In addition, many below grade ramp garages have service entrances which lead into adjacent buildings allowing fire to spread very easily into them. This is a real concern should a vehicle on fire be parked next to one of these entrances. In extreme cases, additional alarms will have to be requested bringing additional firefighters and resources to the incident as the dangers posed by these exposures necessitate.
In most situations the ventilation systems will shut down automatically once a fire alarm has been activated in the below grade garages. During a pre-plan inspection of the ramp garage, information pertaining to the ventilation system should be obtained.
The incident commander should request assistance from a maintenance representative in matters pertaining to ventilating the garage area. Additionally, all buildings and office spaces exposed to the vehicle fire should be examined by personnel to ensure that smoke conditions do not exist in the buildings, both during the fire operations and immediately following.
Above Grade Fires
Ramp garages which are located above grade level have many of the same similarities as those found in below grade garages. However, the location of a vehicle fire will be more evident in an above grade ramp garage than below grade ramp garage. This is primarily due to the fact that smoke can be seen coming from the level where the vehicle fire is located upon approaching the scene.
Operations at above grade ramp garages actually will present the firefighters with options that are not available for below grade operations. One option or method is the use of aerial devices allowing for quicker access to the levels.
In addition to moving firefighters with their tools and equipment up to the fire floor, the aerial can be used as a waterway or portable standpipe. This can be created either by using a pre-piped waterway found on some of the aerial apparatus, or by advancing a supply line up the ladder bed with a gate on the end. In essence creating a standpipe system. Using this method, firefighters are assured of a secure water source.
Another commonly used method for getting a water supply in place is using a rope to haul a supply line up the outside of the garage to the desired level. Once in place, the attack hose (brought up with the other tools and equipment) can be attached to it. Another option is to just drop a supply line from the fire floor over the side of the outside of the garage to the engine.
Strong winds will hamper operations at above grade level ramp garages. Exposures become of a greater concern to firefighters as these winds allow spreading of fire to happen more ardently. In general, the exposures are the same as were found in the below grade ramp garages mainly other vehicles parked next to the one on fire as well as structures that are attached to the ramp garage.
Attached structure exposures generally have access stations on each level of the garage. They are used to allow patrons and employees accessibility to the businesses or office space within them. Under windy environments, it becomes imperative that fire personnel deploy quickly to stop any further spread. of the vehicle fire to these exposures.
Cargo And Hazmat Concerns
From time to time, firefighters might be confronted with a cargo or utility van or similar style vehicle owned by a contractor carrying commercial supplies. Should this be the case, identifying the contents is critical. Check for any placards on the vehicle or labels on packages.
In today's environment a terrorist event occurring in a ramp garage cannot be ruled out as was the case in the 1993 car bomb attack at the World Trade Center in New York City.
Safety should be everyone's responsibility. Remember to follow your fire department's SOGs for vehicle fires and always wear your full personal protective equipment.

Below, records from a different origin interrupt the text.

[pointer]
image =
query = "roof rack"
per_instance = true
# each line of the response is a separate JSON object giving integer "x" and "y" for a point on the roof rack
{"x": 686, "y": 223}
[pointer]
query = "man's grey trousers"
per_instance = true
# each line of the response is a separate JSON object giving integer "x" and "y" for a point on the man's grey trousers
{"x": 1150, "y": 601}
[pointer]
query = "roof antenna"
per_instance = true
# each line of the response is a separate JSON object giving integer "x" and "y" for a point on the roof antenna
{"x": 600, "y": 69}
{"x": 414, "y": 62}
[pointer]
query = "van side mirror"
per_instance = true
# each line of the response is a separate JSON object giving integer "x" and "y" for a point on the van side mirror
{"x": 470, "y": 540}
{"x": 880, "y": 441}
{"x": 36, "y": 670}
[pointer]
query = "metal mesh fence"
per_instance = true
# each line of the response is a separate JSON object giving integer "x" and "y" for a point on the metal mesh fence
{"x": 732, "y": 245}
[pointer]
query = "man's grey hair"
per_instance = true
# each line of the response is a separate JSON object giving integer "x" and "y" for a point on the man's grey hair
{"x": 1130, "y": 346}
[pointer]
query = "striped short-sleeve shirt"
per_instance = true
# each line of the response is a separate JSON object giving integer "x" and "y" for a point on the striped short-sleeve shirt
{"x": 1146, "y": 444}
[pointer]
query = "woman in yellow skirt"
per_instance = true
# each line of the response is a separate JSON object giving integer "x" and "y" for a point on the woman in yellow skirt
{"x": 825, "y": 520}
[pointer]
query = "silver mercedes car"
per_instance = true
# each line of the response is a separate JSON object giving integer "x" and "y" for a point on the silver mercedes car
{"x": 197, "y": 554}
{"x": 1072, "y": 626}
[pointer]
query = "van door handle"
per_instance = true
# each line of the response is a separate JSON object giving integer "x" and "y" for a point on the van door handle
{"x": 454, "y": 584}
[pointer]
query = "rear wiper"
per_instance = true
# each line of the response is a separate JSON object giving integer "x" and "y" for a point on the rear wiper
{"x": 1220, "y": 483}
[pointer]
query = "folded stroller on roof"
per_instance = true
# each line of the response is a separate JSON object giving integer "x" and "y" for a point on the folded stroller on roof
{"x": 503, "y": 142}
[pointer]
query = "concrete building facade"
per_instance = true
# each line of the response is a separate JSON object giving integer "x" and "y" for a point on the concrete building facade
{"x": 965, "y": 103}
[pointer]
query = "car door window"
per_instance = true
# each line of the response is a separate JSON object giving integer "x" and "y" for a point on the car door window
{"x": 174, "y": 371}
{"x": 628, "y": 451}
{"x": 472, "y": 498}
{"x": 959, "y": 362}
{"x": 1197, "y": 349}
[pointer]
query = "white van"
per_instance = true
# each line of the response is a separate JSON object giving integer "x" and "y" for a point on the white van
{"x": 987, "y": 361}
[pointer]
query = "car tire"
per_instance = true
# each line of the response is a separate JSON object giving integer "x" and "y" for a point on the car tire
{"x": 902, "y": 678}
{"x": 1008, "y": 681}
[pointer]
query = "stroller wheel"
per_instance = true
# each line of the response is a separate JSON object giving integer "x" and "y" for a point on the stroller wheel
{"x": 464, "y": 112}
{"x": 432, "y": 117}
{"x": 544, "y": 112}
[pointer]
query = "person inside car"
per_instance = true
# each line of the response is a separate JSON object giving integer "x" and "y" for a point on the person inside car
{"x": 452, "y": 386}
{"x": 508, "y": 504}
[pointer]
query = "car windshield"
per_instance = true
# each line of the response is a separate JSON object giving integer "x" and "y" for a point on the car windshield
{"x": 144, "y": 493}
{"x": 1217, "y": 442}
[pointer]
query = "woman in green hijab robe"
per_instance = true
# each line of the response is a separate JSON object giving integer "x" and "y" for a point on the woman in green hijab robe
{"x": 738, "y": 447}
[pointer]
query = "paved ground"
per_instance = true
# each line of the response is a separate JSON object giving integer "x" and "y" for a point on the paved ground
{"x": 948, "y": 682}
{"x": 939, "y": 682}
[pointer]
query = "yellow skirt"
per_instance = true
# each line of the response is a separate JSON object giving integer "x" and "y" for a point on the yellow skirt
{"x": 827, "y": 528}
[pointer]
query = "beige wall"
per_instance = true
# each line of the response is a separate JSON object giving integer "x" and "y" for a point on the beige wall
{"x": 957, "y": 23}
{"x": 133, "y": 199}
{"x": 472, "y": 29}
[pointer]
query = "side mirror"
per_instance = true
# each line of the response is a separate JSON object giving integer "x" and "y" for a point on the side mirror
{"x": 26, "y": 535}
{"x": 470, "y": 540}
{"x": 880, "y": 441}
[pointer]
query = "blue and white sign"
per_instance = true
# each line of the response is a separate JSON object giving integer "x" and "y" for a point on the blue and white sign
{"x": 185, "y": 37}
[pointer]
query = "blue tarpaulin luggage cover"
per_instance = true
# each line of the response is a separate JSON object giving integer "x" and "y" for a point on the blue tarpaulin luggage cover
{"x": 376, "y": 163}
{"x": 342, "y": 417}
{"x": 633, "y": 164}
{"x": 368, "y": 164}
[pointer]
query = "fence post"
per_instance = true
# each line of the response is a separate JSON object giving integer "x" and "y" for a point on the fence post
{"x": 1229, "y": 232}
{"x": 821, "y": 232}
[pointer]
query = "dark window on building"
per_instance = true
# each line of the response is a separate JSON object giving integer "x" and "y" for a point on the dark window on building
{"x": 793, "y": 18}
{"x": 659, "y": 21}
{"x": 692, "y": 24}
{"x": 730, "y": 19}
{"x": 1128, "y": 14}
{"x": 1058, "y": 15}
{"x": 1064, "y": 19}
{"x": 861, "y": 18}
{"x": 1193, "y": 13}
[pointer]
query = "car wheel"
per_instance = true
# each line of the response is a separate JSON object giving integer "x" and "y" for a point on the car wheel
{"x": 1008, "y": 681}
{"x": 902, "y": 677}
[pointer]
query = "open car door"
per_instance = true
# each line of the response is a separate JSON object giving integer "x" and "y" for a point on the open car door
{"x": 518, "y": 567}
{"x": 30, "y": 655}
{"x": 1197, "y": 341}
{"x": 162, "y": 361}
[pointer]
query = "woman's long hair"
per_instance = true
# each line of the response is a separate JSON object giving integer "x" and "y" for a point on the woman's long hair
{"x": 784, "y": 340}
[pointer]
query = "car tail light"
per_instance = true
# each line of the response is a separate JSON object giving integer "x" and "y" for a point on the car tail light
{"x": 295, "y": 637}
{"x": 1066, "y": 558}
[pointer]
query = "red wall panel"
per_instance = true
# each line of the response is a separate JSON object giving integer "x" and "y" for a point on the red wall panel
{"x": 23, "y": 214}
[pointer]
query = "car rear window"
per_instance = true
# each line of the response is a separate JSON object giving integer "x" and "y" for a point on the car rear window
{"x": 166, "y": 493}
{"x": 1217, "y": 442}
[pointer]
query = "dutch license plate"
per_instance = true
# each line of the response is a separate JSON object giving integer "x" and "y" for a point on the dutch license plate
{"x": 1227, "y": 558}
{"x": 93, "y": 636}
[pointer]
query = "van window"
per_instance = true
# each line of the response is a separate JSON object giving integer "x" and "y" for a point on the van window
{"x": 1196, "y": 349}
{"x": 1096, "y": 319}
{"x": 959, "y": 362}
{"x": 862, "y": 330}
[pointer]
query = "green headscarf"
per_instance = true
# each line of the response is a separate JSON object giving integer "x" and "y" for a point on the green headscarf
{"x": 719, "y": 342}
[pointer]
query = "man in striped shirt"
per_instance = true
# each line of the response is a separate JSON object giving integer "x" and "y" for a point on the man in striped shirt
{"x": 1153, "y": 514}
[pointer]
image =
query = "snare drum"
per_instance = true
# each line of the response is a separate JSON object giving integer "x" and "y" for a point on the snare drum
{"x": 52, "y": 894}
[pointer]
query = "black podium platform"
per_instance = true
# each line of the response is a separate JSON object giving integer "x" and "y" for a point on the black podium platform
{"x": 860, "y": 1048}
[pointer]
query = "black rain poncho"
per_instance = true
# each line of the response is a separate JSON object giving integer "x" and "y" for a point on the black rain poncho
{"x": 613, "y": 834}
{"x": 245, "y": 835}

Vehicle fires pose many hazards for firefighters. The most serious of which are the toxic smoke and gases being released from the burning components. Therefore, it is a must that all firefighters wear their SCBA until complete ventilation of the area has been performed.
Another safety concern, are the hazards associated with the shock absorbers on the front and rear bumpers, pressurized struts, and the fuel systems. All these items can explode, as can the vehicles tires and the batteries. Additionally, firefighters need to monitor and be careful around all cars equipped with air bags and high voltage electrical systems.